(376e) Automating Transferable Coarse-Model Generation and Back-Mapping with an Open Source Toolchain

Coarse-grained models have enabled access to length scales and time scales in molecular simulations that permit structure-property relationships to be probed in complex soft materials. For example, in previous work, we found that simulation volumes with 35nm edge lengths are necessary for to avoid finite size effects in certain toughened epoxy thermoset systems, and 2.1nm periodic features in organic photovoltaic melts require (10nm)^3 volumes to resolve. When coarse-grained models are derived from more detailed structural information, these techniques can simultaneously provide accurate views of morphology while accelerating equilibration dynamics. Reconstructing atomistic representations is often needed for precise prediction of mechanical or electrical properties. As examples, the elastic modulus of simulated epoxies and the charge transport properties of organic photovoltaic morphologies are far more reliable from atomistically-detailed representations of structure.

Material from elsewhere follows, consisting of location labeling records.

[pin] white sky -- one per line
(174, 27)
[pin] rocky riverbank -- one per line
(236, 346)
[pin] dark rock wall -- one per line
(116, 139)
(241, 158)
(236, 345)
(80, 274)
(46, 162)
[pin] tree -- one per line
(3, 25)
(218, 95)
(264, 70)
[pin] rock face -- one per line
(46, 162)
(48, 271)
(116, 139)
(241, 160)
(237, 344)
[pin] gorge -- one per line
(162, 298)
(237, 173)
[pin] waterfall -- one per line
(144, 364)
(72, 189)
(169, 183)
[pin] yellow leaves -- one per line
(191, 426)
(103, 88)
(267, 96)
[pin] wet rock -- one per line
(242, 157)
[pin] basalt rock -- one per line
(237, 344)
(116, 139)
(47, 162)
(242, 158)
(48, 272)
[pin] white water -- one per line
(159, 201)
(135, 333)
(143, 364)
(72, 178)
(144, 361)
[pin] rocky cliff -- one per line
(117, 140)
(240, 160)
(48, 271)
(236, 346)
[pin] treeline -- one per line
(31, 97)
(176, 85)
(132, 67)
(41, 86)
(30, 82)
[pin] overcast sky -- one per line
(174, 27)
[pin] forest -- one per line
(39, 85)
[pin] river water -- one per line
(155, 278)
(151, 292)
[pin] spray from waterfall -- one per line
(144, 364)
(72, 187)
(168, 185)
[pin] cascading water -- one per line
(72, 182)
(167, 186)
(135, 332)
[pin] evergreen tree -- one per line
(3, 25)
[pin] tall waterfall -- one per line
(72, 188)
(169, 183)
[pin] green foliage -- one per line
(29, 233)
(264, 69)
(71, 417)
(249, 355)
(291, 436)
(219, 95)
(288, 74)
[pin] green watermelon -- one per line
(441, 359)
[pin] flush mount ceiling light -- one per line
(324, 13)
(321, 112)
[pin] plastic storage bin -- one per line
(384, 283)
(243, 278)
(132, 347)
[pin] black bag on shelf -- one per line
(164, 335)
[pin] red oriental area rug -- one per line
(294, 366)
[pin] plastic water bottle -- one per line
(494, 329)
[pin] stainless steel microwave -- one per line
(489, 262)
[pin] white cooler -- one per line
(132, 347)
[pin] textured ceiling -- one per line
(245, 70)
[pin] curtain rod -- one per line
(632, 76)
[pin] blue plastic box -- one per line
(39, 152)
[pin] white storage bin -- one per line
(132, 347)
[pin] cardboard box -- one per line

In this work, we present coarse-graining infrastructure built using open source molecular modeling tools. We utilize SMARTS strings to define chemistries and coarse-grained mappings. We show how this functionality enables facilities rapid prototyping of coarse models as well as high-throughput screening of multiple chemistries with varying degrees of resolution. In sum, we describe techniques for quickly generating and evaluating models that enable trade-offs between speed and accuracy to be rationally informed. We demonstrate its utility for the multiscale modeling of complex polymer systems. We conclude by discussing examples of how this toolchain can be used to cross-validate simulation predictions, enhance reproducibility, and extensibility.